Logging and customer visibility. Can customers see what their users are doing with the product? Are usage logs exportable to the customer's SIEM? Does the product support role-based access control?
Exit and portability. If a customer terminates, how is their data returned or destroyed? Is there a documented offboarding process? Is there a reasonable window in which the customer can export their data?

Any vendor that hesitates on more than two or three of these questions should not be deployed with privileged material. A vendor that has good answers to all eighteen is ready to be evaluated on the basis of its product features.

Red Flags to Watch

Some warning signs that a vendor is not ready for enterprise legal deployment.

Vague training language. If the privacy policy says customer data "may be used to improve services" without defining what that means, treat it as a no-go.

No enterprise agreement. If the only terms available are the consumer terms of service, the vendor is not set up for your use case.

Unknown subprocessors. If the vendor will not tell you who sees the data downstream, assume the answer is uncomfortable.

No certifications. SOC 2 Type II should be table stakes for any vendor handling privileged material. Its absence is a red flag.

No breach notification commitments. If the vendor will not commit in writing to timely breach notification, you will find out about your own breach from the newspaper.

Vague data residency. If the vendor cannot tell you where data is stored and processed, you cannot meet GDPR or jurisdictional obligations.

Reluctance to indemnify. Indemnification pushes back against the vendor in ways that align incentives with customer risk. A vendor that refuses to indemnify for its own breaches is telling you something.

No deletion mechanism. Clients have rights. Your vendor must support them or you cannot.

Frequently Asked Questions

Can I use ChatGPT for client work if I turn off chat history? Turning off history is a partial mitigation but does not convert a consumer product into an enterprise-grade, privilege-preserving service. For client-confidential work, use a legal-specific platform with an enterprise agreement.

Does using legal AI waive attorney-client privilege? Not if the vendor is engaged under an appropriate confidentiality and data protection agreement that mirrors the standards applied to any other confidential service provider. Under consumer default terms, the analysis is much more uncertain, and caution is warranted.

Do I need a data processing agreement with my AI vendor? If you process personal data subject to GDPR, UK GDPR, or similar laws, yes. In practice, you should have a DPA in place with any AI vendor regardless, because privacy law is moving quickly and coverage is expanding.

How often should I re-evaluate my vendors? At least annually, and immediately when there is a material change in the vendor's ownership, subprocessor list, or product architecture.

What is the most important thing to check? Training data usage. Ensure in writing that your prompts, completions, and documents are not used for model training under any circumstances without your explicit consent.
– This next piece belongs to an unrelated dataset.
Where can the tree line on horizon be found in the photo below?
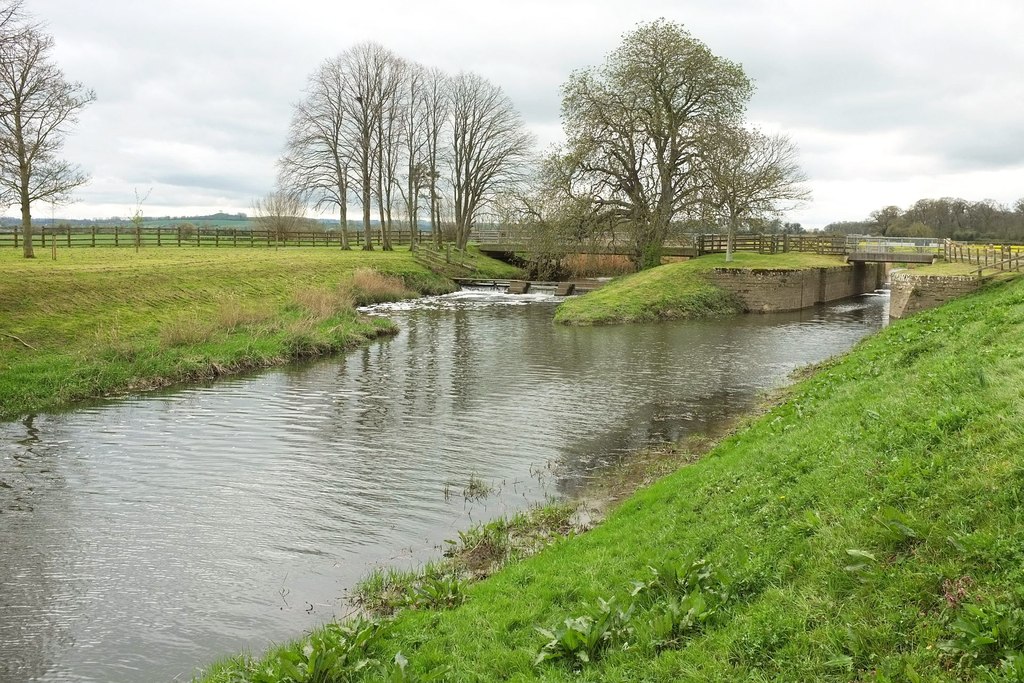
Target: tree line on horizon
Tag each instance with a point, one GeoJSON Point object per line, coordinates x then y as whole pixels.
{"type": "Point", "coordinates": [656, 137]}
{"type": "Point", "coordinates": [954, 218]}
Which legal AI tools should I start with if privacy is my top concern? Harvey AI, Casetext CoCounsel, LegalOn, and Kira Systems are all built with enterprise privacy assumptions and offer the contractual protections privileged material requires. All four publish substantial security documentation that you can review as part of due diligence.

Conclusion

Legal AI is worth using. The productivity gains are real, the competitive pressure is real, and the tools have matured enough to be deployed safely in serious practice. But they must be deployed thoughtfully. The difference between a firm that uses AI defensibly and a firm that creates a breach incident, a privilege waiver, or a client relationship crisis is the quality of its vendor due diligence, its written AI use policy, and its ongoing governance. Use the checklist above, ask the uncomfortable questions, get the answers in writing, and you will be in the top quartile of firms on this dimension. That is a good place to be, because the regulators, the clients, and the malpractice carriers are all paying attention.